Irak'ta seçimleri kaybedenler sonuçların iptal edilmesini talep ediyor
Sadr Kazımi’nin evine yapılan saldırının faillerinin ortaya çıkarılması gerektiğini vurguladı. Şii partiler Yeşil Bölge önünde protestolar düzenledi.
12 Kasım’da seçim sonuçlarının iptal edilmesi talebiyle Bağdat’ta düzenlenen gösteriler (AFP)
Bağdat/Şarku’l Avsat
TT
TT
Irak'ta seçimleri kaybedenler sonuçların iptal edilmesini talep ediyor
12 Kasım’da seçim sonuçlarının iptal edilmesi talebiyle Bağdat’ta düzenlenen gösteriler (AFP)
Irak’ta 10 Ekim’de yapılan seçimler, nihai sonuçlar açıklanmadan önceki son aşamaya girdi. Yüksek Federal Mahkeme’nin vereceği karar görünüşe göre Şii partilerden seçimi kazananlar ile kaybedenler arasında ciddi bir bölünmenin olduğu bu süreçte ülkenin 2003’ten bu yana karşılaşacağı en tehlikeli kriz olacak.
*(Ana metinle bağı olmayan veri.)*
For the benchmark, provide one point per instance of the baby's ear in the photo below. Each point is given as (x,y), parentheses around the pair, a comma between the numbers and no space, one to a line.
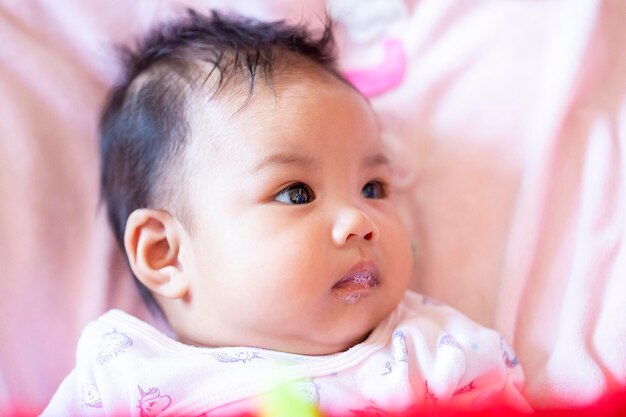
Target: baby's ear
(152,242)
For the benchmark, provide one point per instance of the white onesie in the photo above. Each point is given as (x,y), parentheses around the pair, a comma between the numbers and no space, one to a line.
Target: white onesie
(423,353)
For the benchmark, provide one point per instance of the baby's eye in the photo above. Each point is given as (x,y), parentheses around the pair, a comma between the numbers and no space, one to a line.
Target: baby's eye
(297,193)
(374,189)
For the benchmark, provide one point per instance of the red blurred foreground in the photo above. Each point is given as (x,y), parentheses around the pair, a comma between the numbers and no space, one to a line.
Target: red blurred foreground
(612,405)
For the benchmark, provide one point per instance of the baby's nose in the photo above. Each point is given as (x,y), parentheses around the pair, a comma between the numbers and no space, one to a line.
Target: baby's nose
(354,224)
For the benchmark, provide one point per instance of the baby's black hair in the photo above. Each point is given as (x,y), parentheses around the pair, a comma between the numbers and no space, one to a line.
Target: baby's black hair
(143,126)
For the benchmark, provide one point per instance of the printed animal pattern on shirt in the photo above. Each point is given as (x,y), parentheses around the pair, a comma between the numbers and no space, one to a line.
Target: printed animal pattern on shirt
(510,360)
(152,403)
(111,345)
(308,390)
(242,356)
(400,351)
(448,340)
(90,396)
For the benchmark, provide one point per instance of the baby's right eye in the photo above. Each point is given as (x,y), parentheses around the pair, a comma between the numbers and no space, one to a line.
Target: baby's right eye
(297,193)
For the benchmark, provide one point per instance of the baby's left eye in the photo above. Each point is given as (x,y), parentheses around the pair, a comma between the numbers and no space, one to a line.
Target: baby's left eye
(374,189)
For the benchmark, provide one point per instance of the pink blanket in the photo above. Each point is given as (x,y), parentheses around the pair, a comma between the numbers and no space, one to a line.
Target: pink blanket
(506,123)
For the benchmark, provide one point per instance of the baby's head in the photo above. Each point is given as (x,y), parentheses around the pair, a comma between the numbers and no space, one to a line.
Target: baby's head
(247,182)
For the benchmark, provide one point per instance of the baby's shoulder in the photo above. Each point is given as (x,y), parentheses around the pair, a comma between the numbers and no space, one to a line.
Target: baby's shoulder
(434,324)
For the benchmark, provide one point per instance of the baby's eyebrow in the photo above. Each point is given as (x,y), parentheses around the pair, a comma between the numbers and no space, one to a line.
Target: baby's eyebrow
(375,160)
(283,158)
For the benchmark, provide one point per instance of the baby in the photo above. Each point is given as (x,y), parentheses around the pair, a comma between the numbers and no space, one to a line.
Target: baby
(247,183)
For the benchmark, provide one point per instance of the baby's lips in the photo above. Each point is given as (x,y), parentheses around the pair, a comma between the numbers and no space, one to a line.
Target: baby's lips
(365,279)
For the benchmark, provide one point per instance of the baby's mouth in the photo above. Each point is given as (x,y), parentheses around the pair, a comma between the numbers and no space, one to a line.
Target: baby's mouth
(357,283)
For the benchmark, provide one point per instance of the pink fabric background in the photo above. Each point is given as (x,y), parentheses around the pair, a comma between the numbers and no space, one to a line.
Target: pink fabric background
(507,131)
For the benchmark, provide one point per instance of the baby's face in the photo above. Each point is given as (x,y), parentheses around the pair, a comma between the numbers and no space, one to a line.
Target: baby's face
(296,244)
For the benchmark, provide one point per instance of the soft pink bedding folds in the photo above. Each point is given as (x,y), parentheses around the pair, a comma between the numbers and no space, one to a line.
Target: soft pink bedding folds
(506,122)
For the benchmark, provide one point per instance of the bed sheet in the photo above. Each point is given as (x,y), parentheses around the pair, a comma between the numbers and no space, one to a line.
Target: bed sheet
(506,126)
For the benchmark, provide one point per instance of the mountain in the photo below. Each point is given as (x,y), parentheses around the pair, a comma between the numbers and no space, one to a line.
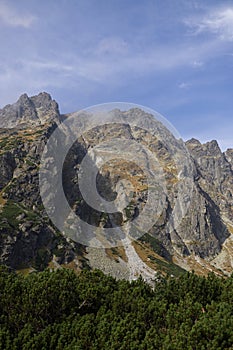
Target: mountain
(193,229)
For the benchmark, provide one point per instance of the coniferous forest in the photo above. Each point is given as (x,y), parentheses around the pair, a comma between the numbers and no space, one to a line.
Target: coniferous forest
(62,310)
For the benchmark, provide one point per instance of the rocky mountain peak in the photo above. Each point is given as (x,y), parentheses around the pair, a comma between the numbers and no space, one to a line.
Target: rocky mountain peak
(34,110)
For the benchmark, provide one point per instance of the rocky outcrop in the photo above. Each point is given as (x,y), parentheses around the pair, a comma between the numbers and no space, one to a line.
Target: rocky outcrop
(28,238)
(34,110)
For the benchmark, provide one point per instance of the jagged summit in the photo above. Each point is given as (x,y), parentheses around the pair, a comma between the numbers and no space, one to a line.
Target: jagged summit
(34,110)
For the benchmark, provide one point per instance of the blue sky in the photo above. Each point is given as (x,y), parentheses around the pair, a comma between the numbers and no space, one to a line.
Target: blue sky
(174,56)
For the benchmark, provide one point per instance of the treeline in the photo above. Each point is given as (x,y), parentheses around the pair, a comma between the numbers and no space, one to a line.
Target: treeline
(62,310)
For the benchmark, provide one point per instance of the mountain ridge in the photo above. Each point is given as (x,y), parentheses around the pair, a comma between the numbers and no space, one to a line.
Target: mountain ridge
(203,237)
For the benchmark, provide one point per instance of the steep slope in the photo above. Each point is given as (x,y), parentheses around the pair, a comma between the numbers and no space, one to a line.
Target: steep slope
(202,241)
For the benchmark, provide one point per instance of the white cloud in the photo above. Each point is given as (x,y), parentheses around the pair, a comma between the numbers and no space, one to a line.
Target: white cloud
(10,17)
(218,22)
(112,45)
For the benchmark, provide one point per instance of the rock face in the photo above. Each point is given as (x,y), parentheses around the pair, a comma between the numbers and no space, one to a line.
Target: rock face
(29,239)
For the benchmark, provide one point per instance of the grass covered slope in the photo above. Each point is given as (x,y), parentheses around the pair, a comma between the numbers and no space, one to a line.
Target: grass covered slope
(63,310)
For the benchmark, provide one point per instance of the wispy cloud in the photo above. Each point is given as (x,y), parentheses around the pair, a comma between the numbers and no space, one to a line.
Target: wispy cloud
(184,85)
(10,17)
(217,21)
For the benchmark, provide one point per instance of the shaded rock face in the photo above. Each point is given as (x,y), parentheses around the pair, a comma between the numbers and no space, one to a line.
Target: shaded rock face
(34,110)
(27,236)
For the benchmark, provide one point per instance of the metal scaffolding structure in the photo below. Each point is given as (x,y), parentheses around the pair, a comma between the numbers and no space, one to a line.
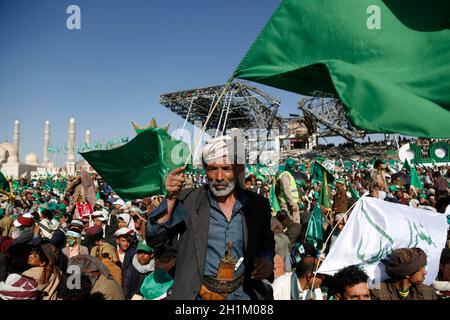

Seçimi kaybeden Şii partilerin yüzlerce destekçisi dün Bağdat’taki korunaklı Yeşil Bölge’nin Cumhuriyet Köprüsü’ne ve asma köprüye bakan kapılarına yöneldi ve seçim sonuçlarının iptal edilmesi talebiyle gösteriler düzenledi.
DPA’nın haberine göre, Fetih Koalisyonu, Bedir Örgütü, Asaib Ehlil Hak, Irak Hizbullah Tugayları, Ulusal Hikmet Akımı, Nasr Koalisyonu ve Kanun Devleti Koalisyonu gibi Şii parti ve grupların destekçilerinin parlamento seçim sonuçlarının iptali için Yeşil Bölge yakınında düzenledikleri gösteri ve oturma eylemleri ikinci ayına girdi. Nitekim söz konusu seçimde Şii din adamı Mukteda es-Sadr’ın liderliğindeki Sadr Hareketi büyük bir ilerleme kaydetmişti. Seçim sonuçlarının iptalinin talep edildiği gösterileri ve oturma eylemleri sevk ve organize eden komite, dün (Cuma) yaptığı açıklamada, Bağımsız Yüksek Seçim Komiserliği’nin “Iraklıların kaderini ve geleceğini hiçe saydığını’’ ve “son nefesini hala ertelediğini” kaydetti. Protestolarda gösterilen kararlılığın seçim manipülatörlerini her geçen Cuma daha da zor durumda bıraktığı belirtilen açıklamada onurlu yargının temyiz davalarını çözmeye devam ettiği ve çoğu zaman şikayetçilerin ve haklarının yanında yer aldığı ifade edildi.
Irak’ta güvenlik önlemleri arttırıldı
DPA’nın haberine göre, Birleşmiş Milletler (BM) Genel Sekreteri'nin Irak Özel Temsilcisi Jeanine Hennis Plasschaert’in görevinin durdurulması, sınır dışı edilmesi ve BM Irak Misyonu’nda görev yapan tüm kadroların değiştirilmesi için BM’ye çağrıda bulunulması gerektiği vurgulandı. Açıklamada, bu talebin hileli sonuçlarını reddeden kitlelerin değil, aynı zamanda bütün Iraklıların talebi olduğu ifade edildi. Irak makamları dün sabah erken saatlerden itibaren göstericilerin hareketini kolaylaştırmak ve güvenliklerini sağlamak amacıyla güvenlik önlemlerini artırdı ve bazı köprü ve yolları trafiğe kapattı.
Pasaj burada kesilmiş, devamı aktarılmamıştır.